Q. Chrysta, I thought that If I placed an ad online I would get to pick where it goes, wether it’s on a particularly page or before a particular video on YouTube. I’m learning that is not the case.
That is NOT the case. When you buy an ad Google places it where it will. You tell them how many clicks you want and some general information about your business and that’s basically how it works. They’re getting more sophisticated, and I don’t think that’s going to be true for much longer, but ad-placement has been pretty indiscriminate so far.
Q. What’s the worst case that we’ve seen recently Chrysta, what would you say?
The current crisis for Google is that companies like AT&T and other major companies are finding that their content might appear next to offensive videos or offensive sites, such as ISIS video, anti-semitic sites, or other racist types of content. That’s just not appropriate for those advertisers and they’re alarmed by it, so they’re pulling all their ad-buys from Google.
Q. So I’m guessing a Chick-fil-a ad juxtaposed next to a violent ISIS video is probably not good PR?
I’m sure Chick-fil-a would prefer that not happen and that is not good PR. That’s why you’re seeing these drastic reactions, which is ‘We’re pulling ads until you figure it out, Google’.
Q. I’m often surprised by the ads or music that plays before a video, but I thought the company had a say in the ad.
It’s a perfect example of what the problem is, you as the viewer immediately attribute the company with the content of the video-ad.
Q. Is this a case where companies are having to team up with the marketing department in advance and have them take that extra step to make sure inappropriate ads don’t play before their content, because as the web evolves there are opportunities for things to be great but also negative things can pop-up that we didn’t imagine two years ago?
The thing about crisis communications is there’s always the next crisis and the next crisis.
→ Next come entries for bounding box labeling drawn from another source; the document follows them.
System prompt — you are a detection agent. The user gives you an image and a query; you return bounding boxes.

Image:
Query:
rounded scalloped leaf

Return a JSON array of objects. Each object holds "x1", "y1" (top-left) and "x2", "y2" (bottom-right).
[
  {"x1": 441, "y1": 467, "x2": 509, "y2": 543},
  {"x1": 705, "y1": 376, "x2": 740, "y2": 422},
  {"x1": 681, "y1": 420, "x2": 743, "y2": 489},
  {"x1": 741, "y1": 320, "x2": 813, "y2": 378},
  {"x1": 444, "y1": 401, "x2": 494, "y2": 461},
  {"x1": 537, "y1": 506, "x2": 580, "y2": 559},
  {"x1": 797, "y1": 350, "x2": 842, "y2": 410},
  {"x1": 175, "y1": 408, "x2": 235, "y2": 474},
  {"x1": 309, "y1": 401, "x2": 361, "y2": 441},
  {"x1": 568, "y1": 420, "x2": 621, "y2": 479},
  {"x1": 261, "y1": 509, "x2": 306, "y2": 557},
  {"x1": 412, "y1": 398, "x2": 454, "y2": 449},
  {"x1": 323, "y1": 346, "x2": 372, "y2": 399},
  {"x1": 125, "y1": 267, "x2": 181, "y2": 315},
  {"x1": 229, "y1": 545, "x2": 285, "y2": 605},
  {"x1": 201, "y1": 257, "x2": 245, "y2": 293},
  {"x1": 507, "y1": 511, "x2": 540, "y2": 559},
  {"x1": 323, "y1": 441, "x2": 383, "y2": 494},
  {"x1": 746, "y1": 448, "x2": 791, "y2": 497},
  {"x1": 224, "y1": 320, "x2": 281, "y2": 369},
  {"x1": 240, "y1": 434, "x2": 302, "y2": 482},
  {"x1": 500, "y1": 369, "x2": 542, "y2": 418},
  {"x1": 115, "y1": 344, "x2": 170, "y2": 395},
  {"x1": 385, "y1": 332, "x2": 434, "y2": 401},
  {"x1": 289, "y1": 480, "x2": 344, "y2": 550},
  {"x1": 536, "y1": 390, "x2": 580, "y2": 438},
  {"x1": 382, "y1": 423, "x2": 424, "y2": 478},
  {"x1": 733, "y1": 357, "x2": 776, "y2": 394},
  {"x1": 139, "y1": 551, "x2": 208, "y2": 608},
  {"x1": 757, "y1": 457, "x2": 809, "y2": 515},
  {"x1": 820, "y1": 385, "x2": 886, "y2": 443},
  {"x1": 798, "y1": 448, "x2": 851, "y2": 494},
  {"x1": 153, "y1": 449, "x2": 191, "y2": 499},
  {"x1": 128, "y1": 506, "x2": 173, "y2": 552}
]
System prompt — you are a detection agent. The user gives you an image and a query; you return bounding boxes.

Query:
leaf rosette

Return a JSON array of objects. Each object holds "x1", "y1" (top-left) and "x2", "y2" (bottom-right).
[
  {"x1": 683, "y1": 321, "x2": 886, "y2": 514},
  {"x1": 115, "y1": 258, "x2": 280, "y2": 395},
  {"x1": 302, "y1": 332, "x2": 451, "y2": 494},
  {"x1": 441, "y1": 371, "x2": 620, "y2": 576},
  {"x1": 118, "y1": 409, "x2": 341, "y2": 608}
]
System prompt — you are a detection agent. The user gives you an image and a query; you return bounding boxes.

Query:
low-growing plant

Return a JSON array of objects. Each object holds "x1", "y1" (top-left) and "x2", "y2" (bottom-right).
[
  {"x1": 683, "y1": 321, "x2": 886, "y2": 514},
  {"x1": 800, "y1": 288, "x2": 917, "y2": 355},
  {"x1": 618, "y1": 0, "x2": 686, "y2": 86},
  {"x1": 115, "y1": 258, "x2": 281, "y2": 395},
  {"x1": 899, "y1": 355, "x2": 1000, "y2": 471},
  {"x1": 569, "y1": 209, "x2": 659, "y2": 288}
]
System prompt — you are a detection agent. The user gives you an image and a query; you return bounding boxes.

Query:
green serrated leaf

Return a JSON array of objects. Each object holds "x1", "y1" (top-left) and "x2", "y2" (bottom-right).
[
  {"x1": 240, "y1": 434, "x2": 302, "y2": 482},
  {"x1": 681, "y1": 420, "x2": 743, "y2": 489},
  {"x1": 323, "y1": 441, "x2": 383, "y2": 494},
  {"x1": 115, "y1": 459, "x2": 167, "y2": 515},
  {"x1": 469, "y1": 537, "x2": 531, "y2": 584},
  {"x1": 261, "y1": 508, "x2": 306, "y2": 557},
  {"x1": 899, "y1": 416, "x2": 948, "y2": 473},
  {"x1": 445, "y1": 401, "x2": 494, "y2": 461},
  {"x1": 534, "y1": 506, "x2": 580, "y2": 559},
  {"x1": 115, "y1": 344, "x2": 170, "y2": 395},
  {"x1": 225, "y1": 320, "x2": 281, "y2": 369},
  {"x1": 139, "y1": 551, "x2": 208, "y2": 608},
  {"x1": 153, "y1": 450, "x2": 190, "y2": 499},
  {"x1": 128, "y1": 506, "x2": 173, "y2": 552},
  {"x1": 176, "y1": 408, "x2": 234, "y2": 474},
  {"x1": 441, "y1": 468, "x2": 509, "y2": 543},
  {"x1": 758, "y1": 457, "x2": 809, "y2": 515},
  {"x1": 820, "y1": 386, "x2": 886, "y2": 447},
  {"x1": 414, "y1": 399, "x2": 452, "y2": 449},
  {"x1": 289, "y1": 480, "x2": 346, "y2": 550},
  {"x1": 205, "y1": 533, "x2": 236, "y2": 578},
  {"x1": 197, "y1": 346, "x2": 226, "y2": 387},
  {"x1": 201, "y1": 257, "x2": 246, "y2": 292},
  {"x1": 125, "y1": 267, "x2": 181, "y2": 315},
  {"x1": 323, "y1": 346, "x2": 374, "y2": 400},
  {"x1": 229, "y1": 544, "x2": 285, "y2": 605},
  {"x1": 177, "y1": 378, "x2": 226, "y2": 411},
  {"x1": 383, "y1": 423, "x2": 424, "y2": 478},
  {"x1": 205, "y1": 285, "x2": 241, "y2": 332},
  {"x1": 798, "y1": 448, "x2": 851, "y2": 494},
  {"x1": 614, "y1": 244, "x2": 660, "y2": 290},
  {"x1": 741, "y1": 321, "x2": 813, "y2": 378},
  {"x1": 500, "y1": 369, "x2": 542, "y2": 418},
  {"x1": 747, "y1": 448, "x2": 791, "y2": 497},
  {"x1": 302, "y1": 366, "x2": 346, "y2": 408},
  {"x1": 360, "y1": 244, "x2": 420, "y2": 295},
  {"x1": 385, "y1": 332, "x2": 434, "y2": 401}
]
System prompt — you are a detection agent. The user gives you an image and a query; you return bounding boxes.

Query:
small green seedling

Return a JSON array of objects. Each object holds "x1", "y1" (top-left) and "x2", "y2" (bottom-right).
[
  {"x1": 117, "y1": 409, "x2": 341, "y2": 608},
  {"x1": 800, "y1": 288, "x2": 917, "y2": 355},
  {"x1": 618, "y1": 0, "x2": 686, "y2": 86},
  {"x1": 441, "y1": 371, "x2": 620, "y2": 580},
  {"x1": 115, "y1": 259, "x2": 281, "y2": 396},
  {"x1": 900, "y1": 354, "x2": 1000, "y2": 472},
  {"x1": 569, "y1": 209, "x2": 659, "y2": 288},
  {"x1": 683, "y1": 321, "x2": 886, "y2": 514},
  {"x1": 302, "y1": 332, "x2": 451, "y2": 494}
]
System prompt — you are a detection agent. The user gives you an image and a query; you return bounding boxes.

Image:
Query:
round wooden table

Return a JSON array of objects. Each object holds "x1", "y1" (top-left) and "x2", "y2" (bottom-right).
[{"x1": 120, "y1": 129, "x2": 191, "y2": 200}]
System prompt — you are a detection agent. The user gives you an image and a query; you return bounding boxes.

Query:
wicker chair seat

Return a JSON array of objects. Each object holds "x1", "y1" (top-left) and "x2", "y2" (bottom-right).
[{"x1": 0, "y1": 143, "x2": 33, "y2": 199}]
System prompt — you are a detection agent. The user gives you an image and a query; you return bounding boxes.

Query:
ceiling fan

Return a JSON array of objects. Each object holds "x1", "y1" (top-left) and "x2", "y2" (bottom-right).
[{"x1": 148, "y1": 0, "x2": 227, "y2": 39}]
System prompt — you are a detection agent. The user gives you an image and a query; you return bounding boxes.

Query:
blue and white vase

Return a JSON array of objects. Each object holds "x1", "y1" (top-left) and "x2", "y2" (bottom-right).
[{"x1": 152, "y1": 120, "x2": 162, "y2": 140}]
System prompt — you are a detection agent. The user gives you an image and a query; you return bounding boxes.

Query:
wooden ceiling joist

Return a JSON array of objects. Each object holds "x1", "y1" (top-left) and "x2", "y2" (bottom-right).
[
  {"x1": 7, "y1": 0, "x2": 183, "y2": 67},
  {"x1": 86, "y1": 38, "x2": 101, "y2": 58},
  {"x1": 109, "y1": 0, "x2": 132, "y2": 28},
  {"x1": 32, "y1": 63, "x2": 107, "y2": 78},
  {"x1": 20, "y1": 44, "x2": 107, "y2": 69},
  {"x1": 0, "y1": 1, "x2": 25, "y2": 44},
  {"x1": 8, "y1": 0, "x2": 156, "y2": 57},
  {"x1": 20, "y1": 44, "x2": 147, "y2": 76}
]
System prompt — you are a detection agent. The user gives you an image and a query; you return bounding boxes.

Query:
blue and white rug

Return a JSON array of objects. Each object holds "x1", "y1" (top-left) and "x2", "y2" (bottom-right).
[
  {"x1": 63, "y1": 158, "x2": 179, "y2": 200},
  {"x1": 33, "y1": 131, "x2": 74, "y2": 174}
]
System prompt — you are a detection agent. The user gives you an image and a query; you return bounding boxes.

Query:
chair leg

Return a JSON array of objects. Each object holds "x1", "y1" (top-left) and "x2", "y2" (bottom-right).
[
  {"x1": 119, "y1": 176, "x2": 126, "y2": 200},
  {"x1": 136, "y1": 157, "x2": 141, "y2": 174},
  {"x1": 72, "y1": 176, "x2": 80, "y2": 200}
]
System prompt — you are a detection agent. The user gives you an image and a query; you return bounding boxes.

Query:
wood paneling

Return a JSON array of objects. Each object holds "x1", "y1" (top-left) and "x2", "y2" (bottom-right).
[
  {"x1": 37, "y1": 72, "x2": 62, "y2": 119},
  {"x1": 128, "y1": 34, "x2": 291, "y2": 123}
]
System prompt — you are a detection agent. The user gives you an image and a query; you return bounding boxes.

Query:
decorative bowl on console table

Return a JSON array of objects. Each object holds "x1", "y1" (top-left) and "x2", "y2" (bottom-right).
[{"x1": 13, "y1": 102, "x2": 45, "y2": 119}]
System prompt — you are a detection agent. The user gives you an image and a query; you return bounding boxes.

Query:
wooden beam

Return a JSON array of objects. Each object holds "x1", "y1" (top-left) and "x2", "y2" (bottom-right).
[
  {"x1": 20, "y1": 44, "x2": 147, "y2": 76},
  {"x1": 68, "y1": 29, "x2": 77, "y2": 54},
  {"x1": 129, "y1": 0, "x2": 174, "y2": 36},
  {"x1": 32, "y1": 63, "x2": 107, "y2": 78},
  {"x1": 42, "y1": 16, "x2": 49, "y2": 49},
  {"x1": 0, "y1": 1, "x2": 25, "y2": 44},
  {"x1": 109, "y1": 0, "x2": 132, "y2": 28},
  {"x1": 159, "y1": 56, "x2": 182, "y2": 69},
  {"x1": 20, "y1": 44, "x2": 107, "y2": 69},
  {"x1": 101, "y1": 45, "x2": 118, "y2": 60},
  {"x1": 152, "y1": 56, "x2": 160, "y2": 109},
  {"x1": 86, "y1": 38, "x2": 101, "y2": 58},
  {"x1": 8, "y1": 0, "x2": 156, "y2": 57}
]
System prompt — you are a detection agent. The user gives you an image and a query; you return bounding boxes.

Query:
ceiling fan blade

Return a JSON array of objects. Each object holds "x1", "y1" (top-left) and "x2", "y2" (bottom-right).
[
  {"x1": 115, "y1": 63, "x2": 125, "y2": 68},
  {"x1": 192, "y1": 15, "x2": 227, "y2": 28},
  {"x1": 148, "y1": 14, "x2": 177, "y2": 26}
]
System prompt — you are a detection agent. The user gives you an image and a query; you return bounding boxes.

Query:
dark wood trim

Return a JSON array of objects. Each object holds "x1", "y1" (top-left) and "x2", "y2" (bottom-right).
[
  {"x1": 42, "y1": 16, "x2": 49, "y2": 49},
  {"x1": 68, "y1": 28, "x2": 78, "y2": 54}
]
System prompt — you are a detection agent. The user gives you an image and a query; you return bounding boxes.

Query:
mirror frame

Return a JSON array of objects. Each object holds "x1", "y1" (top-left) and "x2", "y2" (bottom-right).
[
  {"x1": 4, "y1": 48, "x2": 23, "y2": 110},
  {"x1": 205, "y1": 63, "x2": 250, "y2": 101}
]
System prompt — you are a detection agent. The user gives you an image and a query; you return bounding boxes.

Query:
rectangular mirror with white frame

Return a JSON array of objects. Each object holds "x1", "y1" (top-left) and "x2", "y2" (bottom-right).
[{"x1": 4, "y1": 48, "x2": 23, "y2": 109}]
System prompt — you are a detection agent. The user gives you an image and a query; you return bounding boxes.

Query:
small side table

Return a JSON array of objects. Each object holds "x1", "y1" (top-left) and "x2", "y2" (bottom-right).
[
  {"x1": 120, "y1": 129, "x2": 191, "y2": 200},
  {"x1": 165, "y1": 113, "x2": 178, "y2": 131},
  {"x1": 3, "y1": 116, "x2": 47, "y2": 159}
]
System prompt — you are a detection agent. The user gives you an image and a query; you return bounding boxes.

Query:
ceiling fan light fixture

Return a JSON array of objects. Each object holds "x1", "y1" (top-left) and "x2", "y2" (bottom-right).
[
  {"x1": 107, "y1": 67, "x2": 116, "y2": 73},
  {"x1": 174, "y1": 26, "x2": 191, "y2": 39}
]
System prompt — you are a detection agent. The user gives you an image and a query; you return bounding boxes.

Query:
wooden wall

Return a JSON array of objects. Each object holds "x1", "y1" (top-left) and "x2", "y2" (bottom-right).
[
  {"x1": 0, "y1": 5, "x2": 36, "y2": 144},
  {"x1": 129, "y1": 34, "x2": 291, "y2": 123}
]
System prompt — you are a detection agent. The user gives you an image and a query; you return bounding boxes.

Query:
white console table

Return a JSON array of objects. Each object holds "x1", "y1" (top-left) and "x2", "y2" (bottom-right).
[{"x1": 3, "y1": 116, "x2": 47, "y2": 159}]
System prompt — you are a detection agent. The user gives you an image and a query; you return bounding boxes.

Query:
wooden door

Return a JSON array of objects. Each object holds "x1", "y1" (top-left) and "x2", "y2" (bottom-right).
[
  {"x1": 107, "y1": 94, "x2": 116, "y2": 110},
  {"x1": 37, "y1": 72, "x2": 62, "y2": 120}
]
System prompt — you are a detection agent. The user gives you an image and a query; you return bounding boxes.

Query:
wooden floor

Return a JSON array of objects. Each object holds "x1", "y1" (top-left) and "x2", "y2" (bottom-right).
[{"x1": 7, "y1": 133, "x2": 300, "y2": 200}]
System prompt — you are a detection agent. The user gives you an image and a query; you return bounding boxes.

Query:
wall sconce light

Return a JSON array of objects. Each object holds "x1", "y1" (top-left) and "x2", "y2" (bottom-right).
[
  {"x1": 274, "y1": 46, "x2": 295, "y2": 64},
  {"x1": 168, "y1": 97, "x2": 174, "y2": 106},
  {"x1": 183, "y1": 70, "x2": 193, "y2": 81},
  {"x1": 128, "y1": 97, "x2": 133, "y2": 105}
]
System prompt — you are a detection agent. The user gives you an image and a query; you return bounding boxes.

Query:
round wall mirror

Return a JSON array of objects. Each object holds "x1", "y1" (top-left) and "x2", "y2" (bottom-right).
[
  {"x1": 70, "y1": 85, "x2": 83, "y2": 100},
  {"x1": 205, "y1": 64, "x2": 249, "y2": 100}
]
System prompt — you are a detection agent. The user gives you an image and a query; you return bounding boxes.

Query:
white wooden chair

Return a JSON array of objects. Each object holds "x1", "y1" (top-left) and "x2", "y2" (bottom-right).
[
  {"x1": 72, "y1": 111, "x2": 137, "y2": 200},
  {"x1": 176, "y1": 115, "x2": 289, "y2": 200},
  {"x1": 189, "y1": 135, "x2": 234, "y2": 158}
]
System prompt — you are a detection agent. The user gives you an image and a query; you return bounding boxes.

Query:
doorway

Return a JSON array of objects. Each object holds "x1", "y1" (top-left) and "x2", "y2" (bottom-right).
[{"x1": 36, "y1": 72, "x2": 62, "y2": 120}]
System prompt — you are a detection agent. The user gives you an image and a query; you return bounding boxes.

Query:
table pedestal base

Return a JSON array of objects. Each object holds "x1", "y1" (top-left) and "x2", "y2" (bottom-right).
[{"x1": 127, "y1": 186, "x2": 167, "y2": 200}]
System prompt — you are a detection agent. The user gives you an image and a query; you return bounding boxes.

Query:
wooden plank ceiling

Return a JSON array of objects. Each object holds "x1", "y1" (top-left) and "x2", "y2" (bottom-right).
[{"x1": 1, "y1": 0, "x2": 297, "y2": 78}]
And Yes, I’m sure companies across the world are adapting to new threats to their business model, and their goodwill with the public.
Q. I’ve been a little disturbed when I haven’t searched for anything on my phone, but I may have entered a store, or brought up a retailer in conversation, and then I’m getting ads for that brand.
It’s a new frontier everyday, the world is constantly changing and the power of these search engines is amazing, and that’s why companies are concerned with the content that’s coming up.